You can get a sense of what it feels like to be the victim of such media ignorance from some of Ryan Lanza’s posts on his Facebook page once he was informed by friends on social media that he had been identified as a mass murderer worldwide.
Here are some screenshots of his account posted by friends:
“IT WASN’T ME I WAS AT WORK IT WASN’T ME” Ryan Lanza wrote.
“I’m on the bus home now it wasn’t me.”
[Expletive] you CNN it wasn’t me.”
“Everyone shut the [expletive] up it wasn’t me.”
A friend posted: “How the [expletive] do they jump to such conclusions with zero evidence?”
Friday was filled with other media malfeasance after the first hours of the attack.
MSNBC’s Alex Wagner, for example, went straight to hot-button, partisan opinion-slinging instead of reporting. Here’s part of what she said on-air before anyone had any real facts nailed down:
It is, hopefully, we say this every single time we cover one of these things, a line in the sand. There has got to be some kind of measurable change, some kind of reaction. One would hope that there will be some political capital to reform the way in which we handle gun and gun violence in this country.

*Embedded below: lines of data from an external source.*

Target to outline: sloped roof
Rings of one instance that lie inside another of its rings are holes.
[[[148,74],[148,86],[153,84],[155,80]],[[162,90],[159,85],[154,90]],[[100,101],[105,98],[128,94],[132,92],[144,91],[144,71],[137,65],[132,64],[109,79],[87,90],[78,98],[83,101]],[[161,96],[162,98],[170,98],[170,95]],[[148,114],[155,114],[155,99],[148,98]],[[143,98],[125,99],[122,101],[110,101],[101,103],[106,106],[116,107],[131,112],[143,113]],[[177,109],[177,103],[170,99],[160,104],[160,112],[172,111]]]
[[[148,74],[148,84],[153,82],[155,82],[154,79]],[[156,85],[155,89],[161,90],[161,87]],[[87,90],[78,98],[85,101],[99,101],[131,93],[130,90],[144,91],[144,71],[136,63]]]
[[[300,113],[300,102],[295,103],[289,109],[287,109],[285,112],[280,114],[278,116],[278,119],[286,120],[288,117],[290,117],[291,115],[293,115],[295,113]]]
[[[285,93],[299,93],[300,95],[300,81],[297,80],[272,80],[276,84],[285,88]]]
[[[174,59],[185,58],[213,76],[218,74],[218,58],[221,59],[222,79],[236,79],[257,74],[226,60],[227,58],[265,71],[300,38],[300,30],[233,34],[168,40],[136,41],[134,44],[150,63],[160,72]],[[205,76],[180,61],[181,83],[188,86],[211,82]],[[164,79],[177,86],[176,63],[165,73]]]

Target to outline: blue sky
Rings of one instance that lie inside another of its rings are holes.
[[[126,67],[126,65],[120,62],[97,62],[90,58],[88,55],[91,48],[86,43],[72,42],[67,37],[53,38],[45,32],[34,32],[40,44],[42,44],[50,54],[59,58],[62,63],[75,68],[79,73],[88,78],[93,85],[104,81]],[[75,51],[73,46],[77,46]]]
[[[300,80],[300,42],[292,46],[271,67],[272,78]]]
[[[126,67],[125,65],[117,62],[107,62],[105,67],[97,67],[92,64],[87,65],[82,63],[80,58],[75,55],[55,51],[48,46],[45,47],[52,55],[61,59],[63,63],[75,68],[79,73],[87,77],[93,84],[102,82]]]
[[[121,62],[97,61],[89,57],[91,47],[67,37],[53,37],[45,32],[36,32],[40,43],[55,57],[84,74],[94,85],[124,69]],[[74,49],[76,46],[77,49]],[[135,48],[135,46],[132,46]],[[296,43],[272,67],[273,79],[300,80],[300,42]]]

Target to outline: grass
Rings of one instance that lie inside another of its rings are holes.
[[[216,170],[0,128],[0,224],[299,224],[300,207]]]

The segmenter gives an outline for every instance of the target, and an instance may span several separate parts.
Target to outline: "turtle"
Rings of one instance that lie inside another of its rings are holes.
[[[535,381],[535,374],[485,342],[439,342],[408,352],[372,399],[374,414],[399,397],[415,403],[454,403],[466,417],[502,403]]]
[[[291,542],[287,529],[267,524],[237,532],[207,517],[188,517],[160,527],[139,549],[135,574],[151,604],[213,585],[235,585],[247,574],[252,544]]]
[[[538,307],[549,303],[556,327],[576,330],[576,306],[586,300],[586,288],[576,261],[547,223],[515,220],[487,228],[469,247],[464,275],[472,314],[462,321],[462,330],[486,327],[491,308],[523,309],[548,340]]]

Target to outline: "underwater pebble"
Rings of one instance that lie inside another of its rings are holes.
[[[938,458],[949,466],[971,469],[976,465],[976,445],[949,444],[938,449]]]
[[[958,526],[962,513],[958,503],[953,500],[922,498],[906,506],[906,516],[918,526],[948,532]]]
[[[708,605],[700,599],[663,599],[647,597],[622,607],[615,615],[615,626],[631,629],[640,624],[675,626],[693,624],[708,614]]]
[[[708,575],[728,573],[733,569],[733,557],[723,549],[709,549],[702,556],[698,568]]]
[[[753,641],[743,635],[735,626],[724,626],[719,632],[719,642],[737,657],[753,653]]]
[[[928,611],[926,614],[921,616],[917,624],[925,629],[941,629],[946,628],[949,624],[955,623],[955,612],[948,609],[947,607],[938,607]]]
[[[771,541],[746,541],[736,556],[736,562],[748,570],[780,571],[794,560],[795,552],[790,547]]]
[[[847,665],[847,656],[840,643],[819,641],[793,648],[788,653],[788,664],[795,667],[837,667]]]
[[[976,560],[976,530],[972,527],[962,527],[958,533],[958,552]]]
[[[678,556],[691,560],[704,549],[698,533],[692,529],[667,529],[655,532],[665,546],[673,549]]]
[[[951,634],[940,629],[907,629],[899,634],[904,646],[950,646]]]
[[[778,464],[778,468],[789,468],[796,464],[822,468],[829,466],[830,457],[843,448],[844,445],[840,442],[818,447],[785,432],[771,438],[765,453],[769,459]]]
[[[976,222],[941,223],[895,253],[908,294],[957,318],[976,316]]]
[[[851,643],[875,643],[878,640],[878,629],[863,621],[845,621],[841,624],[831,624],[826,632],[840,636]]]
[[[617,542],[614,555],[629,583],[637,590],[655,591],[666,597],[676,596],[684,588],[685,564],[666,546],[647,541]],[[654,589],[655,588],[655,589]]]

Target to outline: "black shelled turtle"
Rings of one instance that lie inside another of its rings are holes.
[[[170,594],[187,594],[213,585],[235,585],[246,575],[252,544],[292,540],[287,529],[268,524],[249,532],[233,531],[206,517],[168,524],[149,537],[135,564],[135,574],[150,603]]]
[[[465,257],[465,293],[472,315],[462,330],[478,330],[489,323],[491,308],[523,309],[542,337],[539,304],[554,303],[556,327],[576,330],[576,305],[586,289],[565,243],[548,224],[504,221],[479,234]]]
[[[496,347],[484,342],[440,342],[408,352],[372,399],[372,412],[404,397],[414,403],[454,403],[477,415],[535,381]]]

That’s what MSNBC does: opinionates about matters like “political capital” on the air. What else would you expect of someone like Wagner on such a channel? Responsible journalism? Fact checking. Some original reporting to try and independently confirm what law officials were saying?
Forget it. we don’t do that anymore at channels like MSNBC. You have to hire a staff of real reporters for that, and it is not as cost effective as hiring a few showboat hosts who say outrageously partisan stuff on-air.